Both parties have vehemently denied any wrongdoing, but Zuma's nine-year tenure as president ended in February 2018 when he was ousted by his ruling ANC (African National Congress). His successor, current President Cyril Ramaphosa, has since sought to restore investor confidence and change his party's image.
Finance Minister Tito Mboweni has long stressed the need to prop up the South African economy after the pandemic. According to the IMF, GDP (gross domestic product) is expected to shrink by 8% in 2020.
"This includes a newfound willingness to confront powerful unions over unsustainable public service wages that consume 41% of government revenue," Wille said in the report earlier this week.
"These are signs that President Ramaphosa is holding the door open to a possible IMF deal to fund the country's pandemic recovery efforts."
Wille said that while lower consensus forecasts and the limited time it takes to plan a deal within Verisk's forecast horizon make a deal this year unlikely, there is still headroom for South Africa in 2021 and beyond , also from the IMF.
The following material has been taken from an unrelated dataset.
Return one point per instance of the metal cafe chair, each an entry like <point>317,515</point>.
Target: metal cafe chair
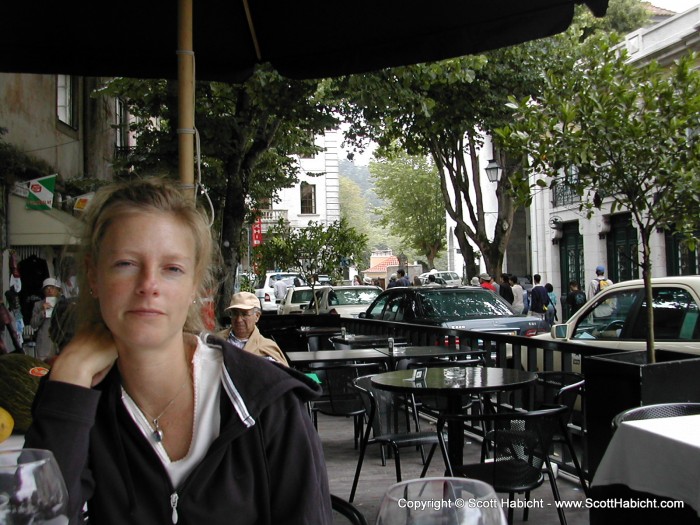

On Tuesday, Ramaphosa hosted a roundtable of infrastructure projects to stimulate private sector interest and around 210 billion South African rand ($ 13.3 billion) in funding. The government aims to boost investment from just over 16% now to around 23% of GDP by 2024, with the private sector accounting for 15% of GDP for that target.
Ramaphosa's Plan for Economic Reconstruction and Reconstruction highlights four priority actions designed to support the country's economy. These include expanding infrastructure, expanding energy capacity, direct employment incentives and stimulating industrial growth. Mboweni announced a budget update on October 28, outlining the country's troubled budgetary position and plans to repair the ship.
"A less ambitious (compared to the & # 39; active & # 39; scenario presented in June), albeit more credible (as it seems more achievable given the budget cuts announced), has been communicated. This leaves little room for error and requires that The Treasury Department is walking a tightrope to avoid a sovereign credit crisis, "Macro Jacques Nel, head of NKC African Economics in Africa, said in a research note on Wednesday.
"Budget cuts mean that next year service delivery will undoubtedly suffer and there will be little money for recurring expenses, let alone public investment."